Since a substantial part of the original sample is missing, there is a considerable loss in the number of resulting genome bins in purely simulated benchmarks. The complete “simonly” dataset is sampled from reference genomes, as such sample diversity is lowered, reducing overall assembly and binning difficulty, shown by the less severe loss of near high-quality genome-drafts (MQ*), however the total number of resulting genome bins dropped strongly from 337 from the original samples to 101 for “simonly” (Fig. 4). This is very close to the number of resulting genome bins from “orig-repl” with 96 bins, supporting the exchangeability of these two sequence fractions as performed by Tamock to create benchmark data. A slight increase of both MQ* and LQ quality genome bins is to be expected due to the both the likely loss of non-classified sequences belonging to a genome with classified sequences while reducing assembly complexity due to the selection of reference genomes for replacement. Assembly complexity can be reduced by e.g. the merging of closely related strains into one reference genome if only one is present in the reference database.
For “simscaled” samples, a slight increase in genome draft bins of MQ* quality can be observed, which is based on the increased coverage by scaling up all counts. Nonetheless, the diversity of the original samples is still lost and even with less complexity, there is a drop in the total number of resulting genome bins from 337 to 211.

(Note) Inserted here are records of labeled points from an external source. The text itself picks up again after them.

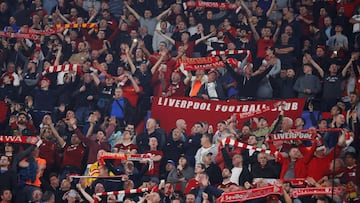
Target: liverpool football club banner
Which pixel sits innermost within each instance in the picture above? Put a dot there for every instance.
(167, 110)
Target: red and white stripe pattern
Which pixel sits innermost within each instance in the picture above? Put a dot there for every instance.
(130, 157)
(29, 30)
(229, 52)
(19, 35)
(126, 192)
(75, 25)
(62, 68)
(204, 4)
(231, 142)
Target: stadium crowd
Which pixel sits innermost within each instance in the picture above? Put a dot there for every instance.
(131, 50)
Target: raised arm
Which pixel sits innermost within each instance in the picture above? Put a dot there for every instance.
(161, 15)
(137, 16)
(48, 121)
(171, 40)
(247, 10)
(62, 17)
(272, 6)
(347, 66)
(157, 64)
(316, 66)
(277, 31)
(92, 17)
(131, 63)
(203, 38)
(253, 30)
(133, 82)
(58, 55)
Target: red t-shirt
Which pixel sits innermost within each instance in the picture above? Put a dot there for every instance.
(176, 90)
(130, 94)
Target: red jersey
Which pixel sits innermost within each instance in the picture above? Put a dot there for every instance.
(130, 94)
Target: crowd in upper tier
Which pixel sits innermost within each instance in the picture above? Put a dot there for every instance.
(84, 90)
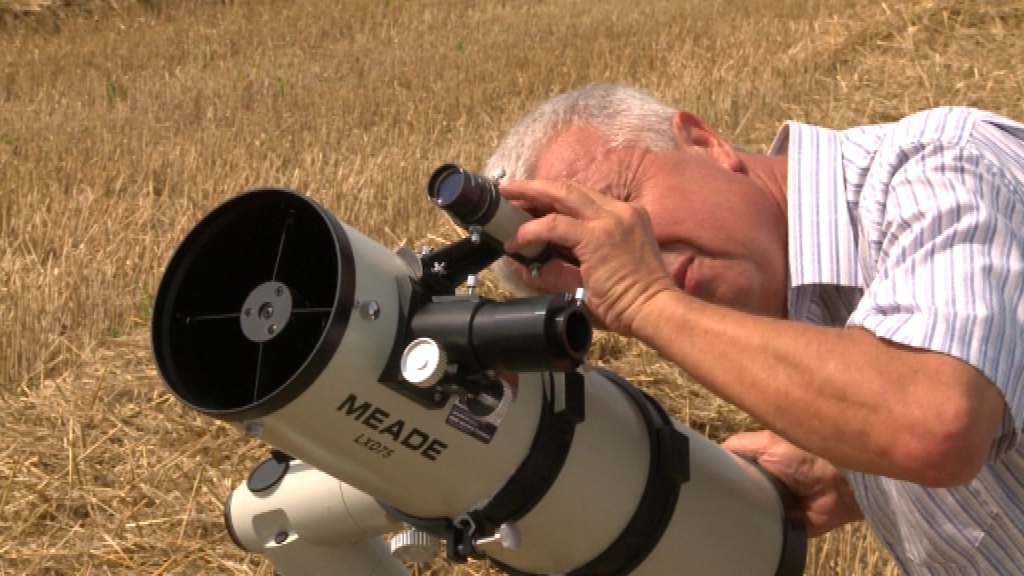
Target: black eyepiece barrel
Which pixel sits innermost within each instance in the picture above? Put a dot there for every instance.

Ultimately, benchmark samples created by Tamock showed performance closest to the original samples in both assembly and binning performance, underlying the importance to include unknown sequence fractions for metagenomic data with unclassified data. Considering only the respective sequence fractions Tamock alters in an original sample creating a simulated sample by Tamock, we could show the consistent number of resulting genome bins for only these sequence fractions, supporting the approach of Tamock to replace all classified sequences. Benchmark data based on only the known sequence fraction from a metagenome sample provided results deviating further from corresponding results of original samples as Tamock benchmark data.